6. The rise of plant-based meat
Demand for plant-based meat substitutes has grown considerably in recent years. Growing veganism for both health and animal rights reasons, as well as concerns over the consequences of factory farming on the climate, are among the drivers of this trend.
Most Americans have likely heard of Beyond Meat burgers, which contain no meat. They are plant-based patties that include water, pea proteins, oils, rice protein, and flavors. Another meatless product, the Impossible Burger, has been a huge hit, according to Burger King, which serves it. Overall, about 95% of people who order the meatless burgers are not vegans, according to 2017 data from market researcher NPD Group.
Plant-based burgers are also becoming available in supermarkets, and Blue Apron has recently introduced Beyond Meat into its home meal kits. The global plant-based meat market is growing — it was valued at $10 billion in 2018 and is expected to reach $31 billion by 2026, according to Reports and Data, a market intelligence and strategic consulting firm.
7. 3D printing of human organs
3D printing technology has improved considerably over the past few years. (Today, even low-budget 3D printers are available for anyone who can spare $100.) The technology has advanced so much that producing fully functional replacement organs from a person’s own cells seems like a not so distant possibility. Scientists at Harvard ‘s Wyss Institute have grown a heart tissue that beats just like a normal human heart.
Production for treatment is still years away, however. The technique, called sacrificial writing into functional tissue (SWIFT), has not even been tested on mice yet. But if it works, it can be used to print other organs, too, potentially saving the lives of thousands of people who are on an organ donor list.

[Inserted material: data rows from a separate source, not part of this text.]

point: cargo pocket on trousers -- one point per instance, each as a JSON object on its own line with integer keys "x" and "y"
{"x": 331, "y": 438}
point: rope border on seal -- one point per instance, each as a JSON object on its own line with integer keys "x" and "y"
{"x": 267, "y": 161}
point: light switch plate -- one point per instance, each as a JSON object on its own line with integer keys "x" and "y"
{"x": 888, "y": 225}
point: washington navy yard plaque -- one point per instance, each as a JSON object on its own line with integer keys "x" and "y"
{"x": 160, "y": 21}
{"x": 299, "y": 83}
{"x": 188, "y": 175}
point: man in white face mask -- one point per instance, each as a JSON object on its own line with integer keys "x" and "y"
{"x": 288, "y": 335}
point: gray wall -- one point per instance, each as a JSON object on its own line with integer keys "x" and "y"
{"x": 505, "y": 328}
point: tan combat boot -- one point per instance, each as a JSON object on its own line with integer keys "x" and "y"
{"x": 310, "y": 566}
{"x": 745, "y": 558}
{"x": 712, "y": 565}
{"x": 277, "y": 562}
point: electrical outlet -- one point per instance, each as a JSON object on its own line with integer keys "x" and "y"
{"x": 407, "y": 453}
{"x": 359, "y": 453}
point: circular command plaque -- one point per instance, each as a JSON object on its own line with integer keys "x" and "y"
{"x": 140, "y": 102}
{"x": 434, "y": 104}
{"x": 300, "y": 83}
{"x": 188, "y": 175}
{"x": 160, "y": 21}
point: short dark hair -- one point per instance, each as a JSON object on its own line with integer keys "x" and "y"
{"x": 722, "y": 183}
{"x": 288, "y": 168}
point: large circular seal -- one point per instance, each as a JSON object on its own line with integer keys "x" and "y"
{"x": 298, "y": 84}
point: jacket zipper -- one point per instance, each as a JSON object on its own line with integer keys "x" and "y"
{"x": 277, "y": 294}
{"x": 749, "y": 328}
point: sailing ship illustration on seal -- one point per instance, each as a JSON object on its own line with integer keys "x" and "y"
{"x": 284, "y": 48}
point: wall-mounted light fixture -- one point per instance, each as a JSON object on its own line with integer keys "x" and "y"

8. Air pollution is killing people
Air pollution is largely caused by the burning of fossil fuels like coal and petroleum, and although for a while it seemed like air pollution was improving in the United States, since 2016 it has worsened again. Researchers from the University of Chicago call air pollution the “world’s top killer” because it cuts global life expectancy by an average of 1.8 years per person, according to the university’s Quality Life Index.
Pollution in the form of particulate matter, ozone, nitrogen dioxide, and sulphur dioxide can make it into people’s lungs and bloodstream, worsening heart and lung diseases and even triggering a heart attack and stroke. In the United States alone, nearly 10,000 premature deaths since 2016 have been attributed to an increase in air pollution, according to the National Bureau of Economic Research.
More than 141 million Americans live in places with unhealthy levels of air pollution, according to the American Lung Association’s 2019 State of the Air report. This is significantly more than the 134 million people reported in 2018.
9. More states legalized recreational marijuana
More than 37 million Americans use marijuana for either recreational or medical reasons, according to the CDC. The psychoactive drug is still illegal on a federal level but more states are loosening regulations.
Pain management is among the most common reasons for the drug’s use, but the CDC warns more studies are needed to determine if it’s actually better than other pain treatments. Also, the CDC warns, marijuana makes the heart beat faster, possibly raising the risk for stroke and heart disease.
Michigan just became the latest state to legalize the purchase of recreational marijuana. Anyone who is 21 or older can buy and possess weed. Illinois legalized marijuana in June, but recreational possession and sales will not start until the new year. Even though marijuana is still illegal at the federal level, 33 states and D.C. have legalized it either just for medical use or for recreational use as well.
10. Blood test to detect breast cancer
Even though deaths from breast cancer have declined, the disease remains the second leading cause of cancer death among women in the United States, according to the CDC. More than 40,000 women die from it a year.
Improved rates of early detection has helped drive up survival rates. A recent British study offers hope that the condition could now be detected five years before there are any clinical signs of it. The new method is a blood test that identifies the body’s immune response to antigens produced by tumor cells. The test may be available in clinics in about five years.